The performance of CG-DIR is evaluated with clinical pCT and tCT image pairs of five head-and-neck cancer patients and one pelvis cancer patient. The tCT images were acquired 3–4 weeks after the first fraction of treatment due to the significant changes in anatomy. In this study, both pCT and tCT images are segmented to exclude couch, masks, and other accessories. All DIR analysis is conducted on the segmented images. The original pCT and tCT images have dimensions around ∼512 × 512 × 150. Due to the limitation of GPU memory, both tCT and pCT are down-sampled in axial planes and cropped in three dimensions. The images in this study have a resolution of 1.97 × 1.97 × 2.5 mm3. Representative organs with low contrast image intensity to background such as GTV, parotids, rectum, and bladder were selected for testing and evaluating the CG-DIR.

Direct evaluation of DVF accuracy is difficult in clinical cases due to the lack of ground-truth DVFs. However, other information, such as image intensity, structure volume, and contours, is often available. Hence, indirect evaluation approaches through the usage of available ground-truth information is commonly adopted. More specifically, the calculated DVF is used to deform the image and ROI volumes, or to propagate the contours. Then, the accuracy of DVF can be estimated in term of difference between the deformed and the target image intensities, overlapping rate of the deformed and the target ROI volumes, or distance between the propagated contours and the target contours.
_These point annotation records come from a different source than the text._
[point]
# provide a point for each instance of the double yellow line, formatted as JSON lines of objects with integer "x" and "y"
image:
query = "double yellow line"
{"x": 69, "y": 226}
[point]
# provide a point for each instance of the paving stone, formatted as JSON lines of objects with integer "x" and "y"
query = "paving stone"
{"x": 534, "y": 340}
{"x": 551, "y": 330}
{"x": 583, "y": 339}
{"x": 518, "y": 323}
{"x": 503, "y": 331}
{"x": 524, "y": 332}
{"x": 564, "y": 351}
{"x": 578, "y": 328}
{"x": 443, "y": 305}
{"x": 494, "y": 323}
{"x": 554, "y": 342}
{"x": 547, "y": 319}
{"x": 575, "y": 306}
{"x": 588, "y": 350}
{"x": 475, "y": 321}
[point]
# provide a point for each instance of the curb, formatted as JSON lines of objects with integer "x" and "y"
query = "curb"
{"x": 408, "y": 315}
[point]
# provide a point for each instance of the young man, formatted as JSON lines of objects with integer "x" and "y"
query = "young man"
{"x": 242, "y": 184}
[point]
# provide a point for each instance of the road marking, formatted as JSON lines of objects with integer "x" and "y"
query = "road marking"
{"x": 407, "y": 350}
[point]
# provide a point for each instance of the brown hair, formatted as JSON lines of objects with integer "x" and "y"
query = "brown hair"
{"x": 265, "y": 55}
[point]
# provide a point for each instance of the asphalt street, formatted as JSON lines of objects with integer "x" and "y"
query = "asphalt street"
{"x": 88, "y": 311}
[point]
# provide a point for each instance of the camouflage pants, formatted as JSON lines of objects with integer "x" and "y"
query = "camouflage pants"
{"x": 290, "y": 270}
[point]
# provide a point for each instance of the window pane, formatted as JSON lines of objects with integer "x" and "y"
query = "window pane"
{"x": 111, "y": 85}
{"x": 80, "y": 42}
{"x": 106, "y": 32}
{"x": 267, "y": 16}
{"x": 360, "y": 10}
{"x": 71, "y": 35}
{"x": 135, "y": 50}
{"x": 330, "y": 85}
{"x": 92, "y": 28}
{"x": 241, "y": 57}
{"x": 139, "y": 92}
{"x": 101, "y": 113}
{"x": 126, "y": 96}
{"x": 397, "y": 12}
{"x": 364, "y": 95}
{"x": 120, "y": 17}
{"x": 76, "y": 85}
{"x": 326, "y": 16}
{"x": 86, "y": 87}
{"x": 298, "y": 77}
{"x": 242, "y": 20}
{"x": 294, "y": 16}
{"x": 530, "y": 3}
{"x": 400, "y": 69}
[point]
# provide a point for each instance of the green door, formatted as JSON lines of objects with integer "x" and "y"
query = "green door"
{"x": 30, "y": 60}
In this study, the performance of the CG-DIR algorithm is first evaluated using image intensity difference. Two image intensity based assessment metrics are adopted: root mean square of intensity difference (RMS-ID) and correlation coefficient (CC) between the deformed pCT and the tCT. In the study, we calculate RMS-ID and CC over the entire image as well as the confined UROI.

The accuracy of the resulting DVF from the CG-DIR algorithm is further assessed using dice similarity coefficient (DSC). DSC assessment of volume overlapping, is a widely used similarity metric for evaluating deformable image registration results (Zhang et al 2007, Wang et al 2008, Xie et al 2008). DSC is defined as: ${\rm DSC} = \frac{{2\left( {V_D\mathop \cap \nolimits^ V_T } \right)}}{{\left( {V_D + V_T } \right)}}$, where VD is the deformed volume of an ROI and VT is the target volume of the same ROI. In this study VT is the ROI volume enclosed by clinician manually edited contours. DCS measures the volume overlap of VD and VT, zero indicating no overlapping and one indicating an exact volume match. We apply this metric to solid organs like GTV and parotids.

The third type of comparison is contour matching, where the evaluated contours were propagated from pCT to tCT using the calculated DVF. Since DVFs generated by the CG-DIR algorithm only establish a 3D voxel-to-voxel correspondence map between pCT and tCT, when 2D axial-plane defined contour points on pCT are mapped onto rCT, points can easily cross the plane. Such a point-to-point mapping will destroy points order in contour definition and generate non-smooth contours. Extra efforts are needed to reorganize points and smooth contours. To avoid those extra tasks, we adopt a volume deformation strategy (Wang et al 2008): (1) deforming ROI volumes; (2) using morphological 'opening' operation to remove small islands; (3) extracting boundary to obtain the propagated contours.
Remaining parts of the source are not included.